The fungus named Tropical Race 4, TR4, is a variant of the so-called Panama disease that has long tormented banana growers.

TR4 was discovered in Taiwan in the early 1990s and the fungal infestation has since knocked out several harvests in Southeast Asia and Australia. During the 2010s, TR4 also reached the Middle East and Africa.

"If it's spread a lot it's bad"

So far, Central and South America has been spared the disease, but now it has been confirmed in Colombia - one of the world's largest exporters of bananas. Signs of the infection were discovered in June and the country's agricultural authority, ICA, has quarantined a 170 hectare area, writes the journal Science.

Analyzes have now confirmed that this is TR4 and the government has announced a national emergency, reports National Geographic.

"The problem is that when it has emerged so that you can discover it, it has probably spread quite a lot," says Jonathan Yuen, professor emeritus of plant pathology at SLU.

- And if it has spread a lot then it is bad. When I say it is bad it means that in the future we will not see the bananas we are used to.
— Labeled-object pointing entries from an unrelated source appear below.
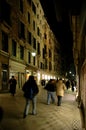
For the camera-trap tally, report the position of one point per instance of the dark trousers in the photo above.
(59, 100)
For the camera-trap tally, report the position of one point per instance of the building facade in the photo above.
(24, 31)
(79, 52)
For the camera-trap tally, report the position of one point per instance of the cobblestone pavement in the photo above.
(49, 117)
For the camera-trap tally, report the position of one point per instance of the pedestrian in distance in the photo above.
(51, 88)
(30, 89)
(12, 83)
(60, 88)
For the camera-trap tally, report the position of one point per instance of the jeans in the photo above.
(50, 96)
(59, 100)
(27, 106)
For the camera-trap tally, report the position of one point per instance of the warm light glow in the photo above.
(33, 54)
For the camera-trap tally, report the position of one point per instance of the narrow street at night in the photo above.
(49, 117)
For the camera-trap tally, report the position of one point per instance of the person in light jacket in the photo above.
(60, 88)
(30, 89)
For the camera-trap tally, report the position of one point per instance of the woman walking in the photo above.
(60, 87)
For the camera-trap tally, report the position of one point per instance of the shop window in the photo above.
(21, 52)
(4, 42)
(14, 48)
(29, 57)
(21, 31)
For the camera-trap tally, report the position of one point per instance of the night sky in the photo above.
(57, 14)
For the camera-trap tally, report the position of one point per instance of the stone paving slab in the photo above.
(49, 117)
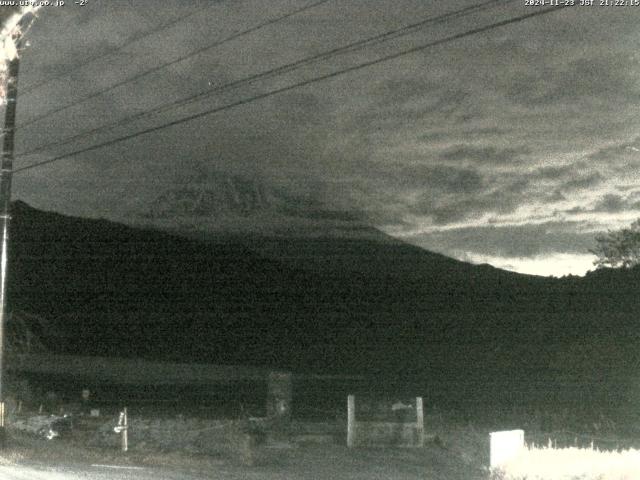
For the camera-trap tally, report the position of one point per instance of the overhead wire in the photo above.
(164, 65)
(296, 85)
(112, 51)
(280, 70)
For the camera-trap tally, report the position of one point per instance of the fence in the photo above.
(399, 430)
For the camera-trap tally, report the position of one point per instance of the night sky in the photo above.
(513, 146)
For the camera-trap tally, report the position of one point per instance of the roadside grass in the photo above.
(457, 448)
(547, 463)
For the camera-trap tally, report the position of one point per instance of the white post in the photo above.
(420, 421)
(351, 420)
(125, 431)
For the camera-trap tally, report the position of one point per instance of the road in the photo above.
(91, 472)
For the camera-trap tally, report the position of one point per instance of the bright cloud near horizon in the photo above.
(513, 147)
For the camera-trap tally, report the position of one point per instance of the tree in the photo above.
(618, 248)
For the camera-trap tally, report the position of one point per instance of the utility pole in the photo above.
(6, 173)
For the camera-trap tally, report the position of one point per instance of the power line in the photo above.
(99, 56)
(303, 83)
(162, 66)
(348, 48)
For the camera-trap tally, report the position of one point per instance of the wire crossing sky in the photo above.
(304, 83)
(386, 36)
(488, 131)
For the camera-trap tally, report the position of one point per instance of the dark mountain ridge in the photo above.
(320, 304)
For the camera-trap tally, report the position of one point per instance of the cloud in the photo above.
(483, 155)
(510, 241)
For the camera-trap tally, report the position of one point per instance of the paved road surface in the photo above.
(89, 473)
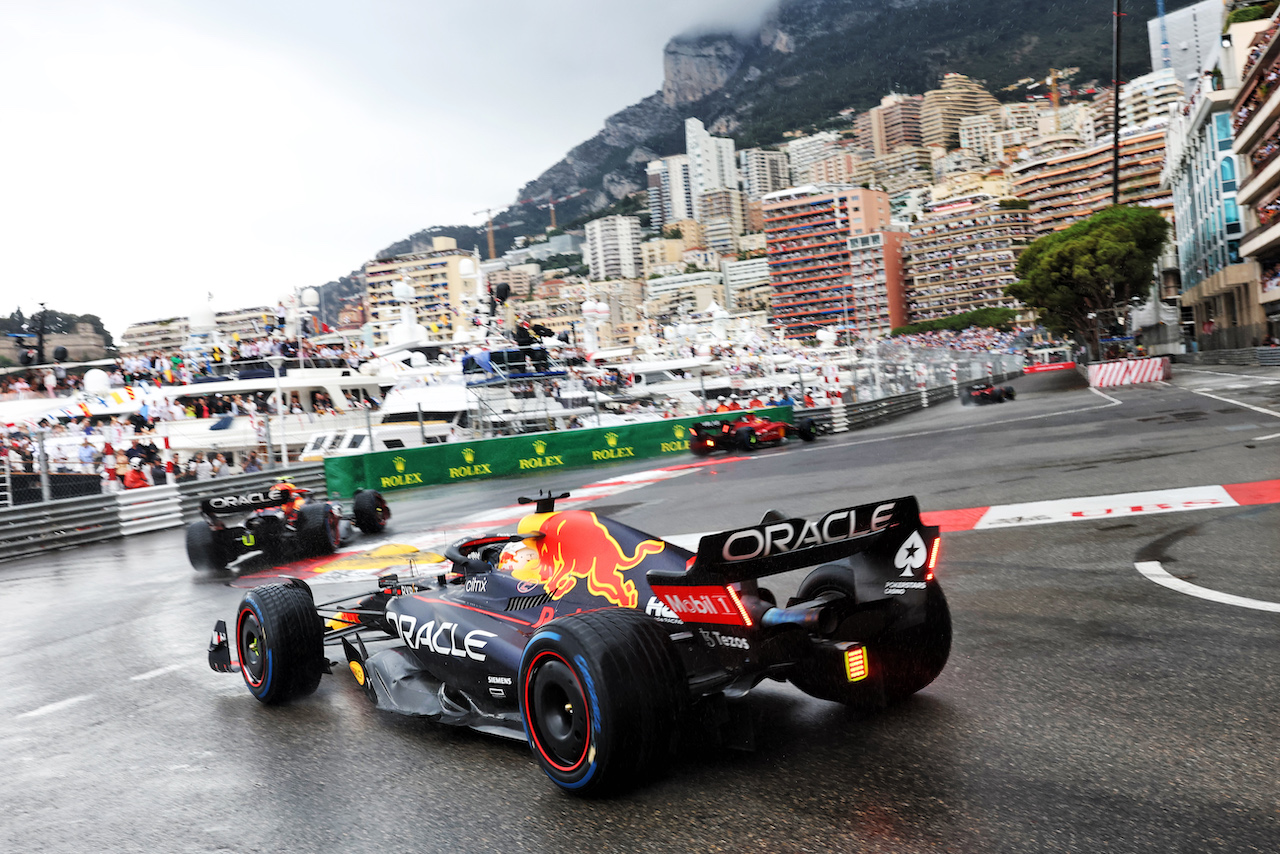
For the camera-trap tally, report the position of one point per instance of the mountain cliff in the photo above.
(812, 58)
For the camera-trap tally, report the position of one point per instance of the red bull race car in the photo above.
(745, 433)
(600, 645)
(981, 393)
(284, 523)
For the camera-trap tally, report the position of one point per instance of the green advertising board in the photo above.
(529, 453)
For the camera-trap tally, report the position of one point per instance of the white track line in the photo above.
(55, 707)
(158, 671)
(1157, 574)
(970, 427)
(1248, 406)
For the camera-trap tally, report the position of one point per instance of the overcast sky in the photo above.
(154, 151)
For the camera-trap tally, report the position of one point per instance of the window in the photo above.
(1223, 128)
(1232, 210)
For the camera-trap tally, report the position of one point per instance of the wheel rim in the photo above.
(558, 718)
(251, 647)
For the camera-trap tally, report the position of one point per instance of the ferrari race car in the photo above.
(286, 523)
(981, 393)
(745, 433)
(600, 645)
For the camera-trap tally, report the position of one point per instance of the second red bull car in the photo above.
(600, 644)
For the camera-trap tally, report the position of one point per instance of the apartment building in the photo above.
(961, 256)
(763, 172)
(1242, 313)
(807, 236)
(612, 247)
(671, 196)
(942, 108)
(1074, 185)
(892, 124)
(444, 282)
(877, 301)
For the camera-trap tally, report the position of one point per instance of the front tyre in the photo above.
(602, 694)
(371, 511)
(204, 551)
(279, 642)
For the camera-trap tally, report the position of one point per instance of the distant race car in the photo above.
(746, 433)
(284, 523)
(987, 393)
(600, 645)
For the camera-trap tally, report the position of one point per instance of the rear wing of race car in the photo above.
(242, 503)
(890, 533)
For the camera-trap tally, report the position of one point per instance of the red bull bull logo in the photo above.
(576, 546)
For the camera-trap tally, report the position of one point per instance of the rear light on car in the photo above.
(855, 663)
(741, 608)
(933, 558)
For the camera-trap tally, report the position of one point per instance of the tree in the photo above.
(1091, 272)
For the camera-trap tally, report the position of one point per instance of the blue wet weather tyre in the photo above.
(279, 642)
(603, 695)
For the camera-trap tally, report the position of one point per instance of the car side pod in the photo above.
(220, 652)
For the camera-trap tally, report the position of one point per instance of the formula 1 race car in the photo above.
(600, 644)
(745, 433)
(981, 393)
(286, 523)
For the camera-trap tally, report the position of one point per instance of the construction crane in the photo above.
(488, 213)
(1164, 36)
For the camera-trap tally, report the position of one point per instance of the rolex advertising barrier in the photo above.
(531, 453)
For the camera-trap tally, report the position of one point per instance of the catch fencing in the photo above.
(30, 529)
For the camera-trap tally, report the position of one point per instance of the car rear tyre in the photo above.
(202, 548)
(602, 694)
(319, 529)
(279, 642)
(908, 658)
(371, 511)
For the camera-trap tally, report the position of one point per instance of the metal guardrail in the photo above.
(30, 529)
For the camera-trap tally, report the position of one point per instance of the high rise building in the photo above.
(878, 297)
(895, 123)
(671, 197)
(612, 249)
(1075, 185)
(1193, 33)
(807, 234)
(1237, 314)
(1147, 99)
(944, 108)
(763, 172)
(961, 256)
(712, 164)
(807, 151)
(440, 278)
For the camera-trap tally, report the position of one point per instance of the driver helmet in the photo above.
(520, 560)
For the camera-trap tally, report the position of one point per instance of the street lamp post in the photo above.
(277, 361)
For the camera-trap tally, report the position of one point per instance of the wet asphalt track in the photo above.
(1084, 708)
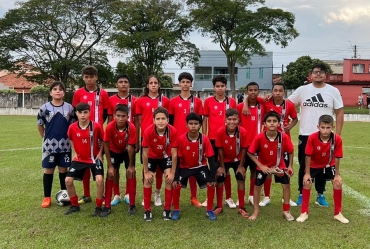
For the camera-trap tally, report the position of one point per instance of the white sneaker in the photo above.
(230, 203)
(265, 202)
(341, 218)
(303, 217)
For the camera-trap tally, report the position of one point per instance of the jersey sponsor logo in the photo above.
(315, 101)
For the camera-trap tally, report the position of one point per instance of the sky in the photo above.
(329, 30)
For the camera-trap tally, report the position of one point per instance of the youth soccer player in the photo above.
(86, 137)
(193, 149)
(97, 99)
(269, 146)
(119, 147)
(323, 152)
(53, 121)
(179, 107)
(231, 142)
(214, 117)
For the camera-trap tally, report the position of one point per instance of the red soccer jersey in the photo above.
(120, 139)
(229, 143)
(320, 151)
(267, 150)
(159, 146)
(180, 107)
(215, 111)
(129, 101)
(252, 122)
(85, 153)
(145, 107)
(97, 100)
(188, 151)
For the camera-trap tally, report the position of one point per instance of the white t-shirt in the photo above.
(315, 102)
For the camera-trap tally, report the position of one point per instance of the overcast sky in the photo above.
(326, 27)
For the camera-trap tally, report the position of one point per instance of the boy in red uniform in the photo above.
(231, 142)
(214, 118)
(194, 149)
(179, 107)
(85, 137)
(97, 99)
(119, 147)
(158, 151)
(323, 152)
(270, 147)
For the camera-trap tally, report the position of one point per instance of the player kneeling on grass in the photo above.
(270, 147)
(231, 141)
(85, 137)
(158, 151)
(323, 153)
(193, 150)
(119, 147)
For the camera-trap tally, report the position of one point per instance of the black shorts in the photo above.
(261, 178)
(77, 170)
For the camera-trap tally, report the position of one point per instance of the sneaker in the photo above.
(341, 218)
(211, 215)
(176, 215)
(194, 201)
(84, 200)
(148, 216)
(265, 202)
(288, 216)
(230, 203)
(167, 215)
(321, 201)
(46, 203)
(303, 217)
(116, 200)
(72, 209)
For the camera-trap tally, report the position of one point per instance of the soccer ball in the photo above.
(62, 198)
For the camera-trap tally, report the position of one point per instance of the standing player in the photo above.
(119, 147)
(158, 151)
(270, 147)
(179, 107)
(214, 118)
(86, 137)
(53, 121)
(97, 99)
(323, 152)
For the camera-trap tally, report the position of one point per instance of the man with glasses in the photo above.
(315, 99)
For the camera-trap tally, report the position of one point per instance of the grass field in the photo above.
(24, 224)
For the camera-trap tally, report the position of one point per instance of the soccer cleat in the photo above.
(176, 215)
(194, 201)
(230, 203)
(321, 201)
(84, 199)
(72, 209)
(341, 218)
(303, 217)
(288, 216)
(46, 203)
(116, 200)
(265, 202)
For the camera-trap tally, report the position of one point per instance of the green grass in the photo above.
(24, 224)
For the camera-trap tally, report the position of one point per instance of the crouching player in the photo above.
(323, 153)
(270, 147)
(158, 151)
(119, 147)
(193, 149)
(86, 137)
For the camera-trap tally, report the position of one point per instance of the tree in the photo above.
(152, 32)
(240, 27)
(298, 71)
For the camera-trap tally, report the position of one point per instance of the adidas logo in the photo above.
(315, 101)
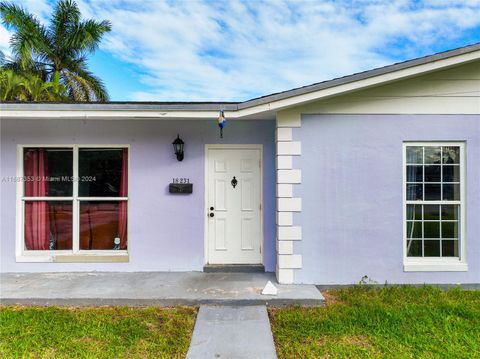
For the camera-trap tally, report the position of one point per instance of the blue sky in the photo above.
(236, 50)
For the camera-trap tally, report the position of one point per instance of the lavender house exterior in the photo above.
(374, 174)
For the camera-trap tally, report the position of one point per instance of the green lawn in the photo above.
(392, 322)
(101, 332)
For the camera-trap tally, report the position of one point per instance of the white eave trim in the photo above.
(248, 108)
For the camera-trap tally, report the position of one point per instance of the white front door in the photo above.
(234, 199)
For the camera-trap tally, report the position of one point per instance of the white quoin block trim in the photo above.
(293, 233)
(284, 190)
(285, 247)
(289, 204)
(284, 218)
(289, 148)
(289, 261)
(284, 162)
(287, 177)
(284, 134)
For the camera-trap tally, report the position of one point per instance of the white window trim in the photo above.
(64, 256)
(433, 264)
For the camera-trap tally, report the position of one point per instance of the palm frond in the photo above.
(86, 35)
(30, 36)
(66, 15)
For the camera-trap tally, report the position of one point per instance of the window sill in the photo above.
(78, 258)
(435, 267)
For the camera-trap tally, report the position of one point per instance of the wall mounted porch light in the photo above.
(178, 148)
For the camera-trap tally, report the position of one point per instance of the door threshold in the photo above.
(234, 268)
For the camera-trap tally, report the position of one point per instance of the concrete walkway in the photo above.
(232, 332)
(150, 288)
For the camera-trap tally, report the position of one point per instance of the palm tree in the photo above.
(58, 50)
(29, 87)
(12, 86)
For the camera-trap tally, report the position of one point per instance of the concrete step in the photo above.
(151, 288)
(232, 332)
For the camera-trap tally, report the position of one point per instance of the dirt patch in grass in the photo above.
(95, 332)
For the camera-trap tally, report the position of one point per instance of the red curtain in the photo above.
(122, 208)
(37, 223)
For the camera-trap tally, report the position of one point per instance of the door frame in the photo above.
(208, 147)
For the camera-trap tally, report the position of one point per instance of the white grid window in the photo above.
(73, 200)
(433, 200)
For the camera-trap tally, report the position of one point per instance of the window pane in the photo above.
(103, 225)
(431, 229)
(414, 248)
(48, 225)
(431, 212)
(450, 212)
(414, 229)
(433, 192)
(48, 172)
(449, 248)
(414, 192)
(433, 174)
(103, 172)
(431, 248)
(451, 173)
(414, 173)
(414, 154)
(432, 154)
(451, 192)
(451, 154)
(449, 229)
(414, 211)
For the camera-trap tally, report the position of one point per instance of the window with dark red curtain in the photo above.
(47, 221)
(103, 208)
(101, 190)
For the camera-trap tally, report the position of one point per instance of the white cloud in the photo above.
(215, 50)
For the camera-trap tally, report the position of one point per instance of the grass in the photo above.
(390, 322)
(100, 332)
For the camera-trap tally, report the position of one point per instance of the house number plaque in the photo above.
(180, 180)
(180, 185)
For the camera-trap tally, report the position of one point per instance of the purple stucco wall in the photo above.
(166, 232)
(352, 196)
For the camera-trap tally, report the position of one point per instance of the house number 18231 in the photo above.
(181, 180)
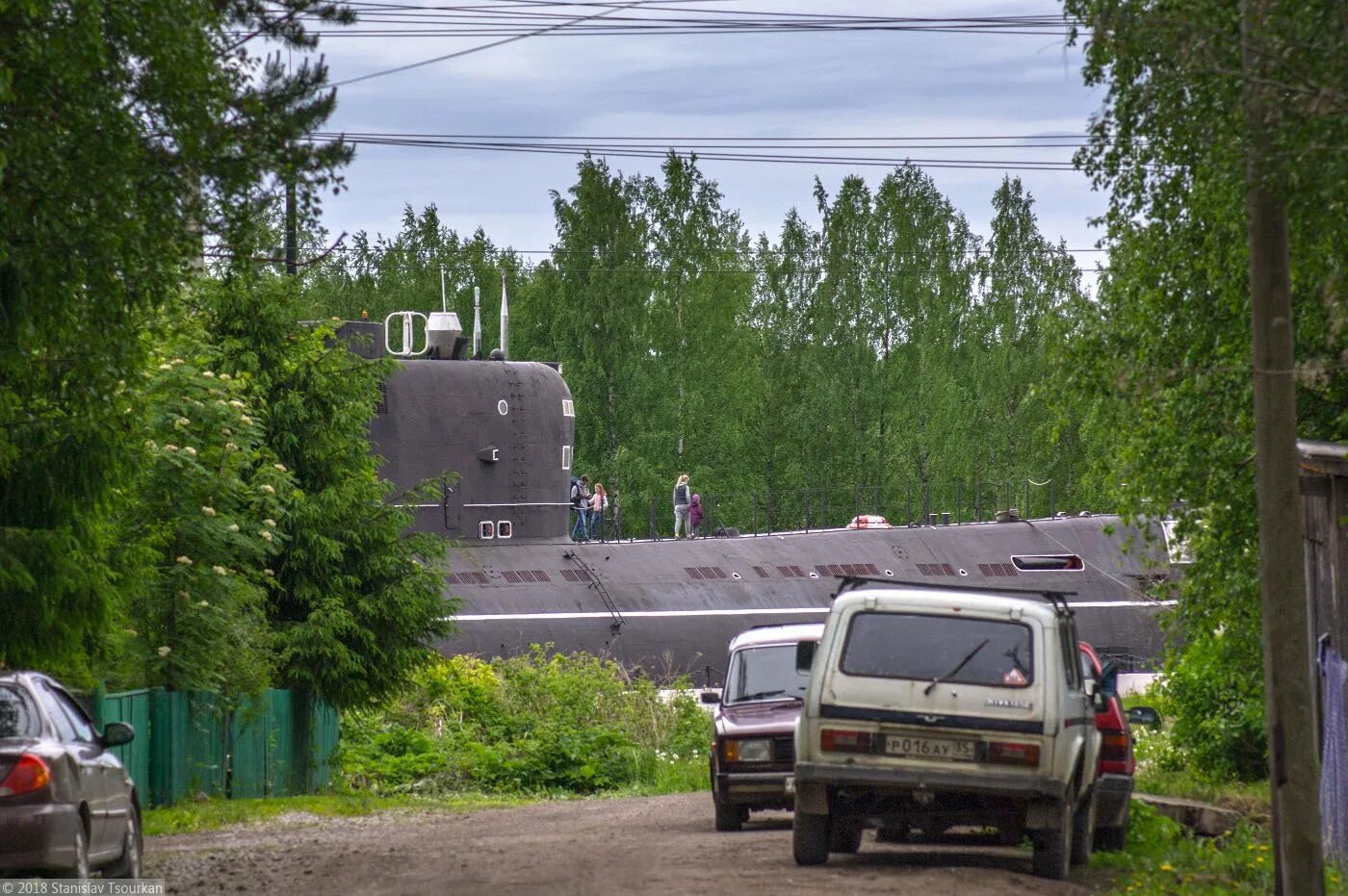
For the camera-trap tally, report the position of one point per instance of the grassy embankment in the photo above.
(468, 734)
(1162, 858)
Old banana variety was wiped out

Bananas are not only part of daily food in much of the world, but are also an important financial resource for several Latin American countries. The region has four of the five largest producers for the export market and Colombia's neighboring Ecuador is the world's largest exporter of bananas, according to National Geographic.

And this is not the first time Panama's disease is threatening Latin America's banana population.

An earlier variant, called Race 1, knocked out the then biggest banana variety, Gros Michel, in the 50s. The banana was replaced by the Cavendish variety that was resistant to R1. Cavendish is the course you see most often on the store shelves today.

There is no cure

At present, there is no working cure for TR4 and according to Jonathan Yuen the risk is that the bananas we are now used to can be completely eliminated in the future.

- If the fungus spreads properly, and there is no indication that it can not do, then you have to give up this cultivation. The problem is that now there is no other resistant variety you can replace Cavendish with.

- There is a risk that what we will know as a track will be completely different in the future.